For your escapist pleasure

This little tidbit of fiction arrived unexpectedly, while I was sitting in a coffee shop attempting to proofread.

I’m writing this memoir so it can be sold as part of my estate once I’m dead. Not that I’m expecting to die anytime soon. But I’ve noticed these artifacts are most valuable if they reveal previously unknown facts about the subject’s early childhood. With 13 looming on the horizon, I have to get going.

This is how I would like my lawyer (likely a permanent member of my staff by then) to allot my income, royalties, and remaining unsold devices or personal papers. First, said lawyer is to ask my oldest living female relative to classify the rest of my family. She is to rank them, beginning with the most responsible, mature, and deserving and ending with the one most likely to case anxiety, disappear overnight, or experiment with obscure chemicals. The last of the list, the most degenerate soul of the clan, is to receive my estate.

I have decided on this method because my grandmother saw my face this morning and almost tipped out of her chair.

“You’re blue!” she howled.
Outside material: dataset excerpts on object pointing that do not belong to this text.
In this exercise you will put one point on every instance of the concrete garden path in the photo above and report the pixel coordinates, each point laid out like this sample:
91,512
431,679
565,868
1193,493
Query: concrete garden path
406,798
A bit like saying the sun is yellow. I mean, it was obvious. Pointing is out was redundant.

Although… you never know. My mother might not have noticed if Grandma hadn’t sounded like a sick coyote.

“Nothing serious,” I assured her.

I have no idea why his face is blue. Any ideas?

2 thoughts on “For your escapist pleasure

  1. Julia at Orca says:

    Too much colloidal silver ingestion perhaps?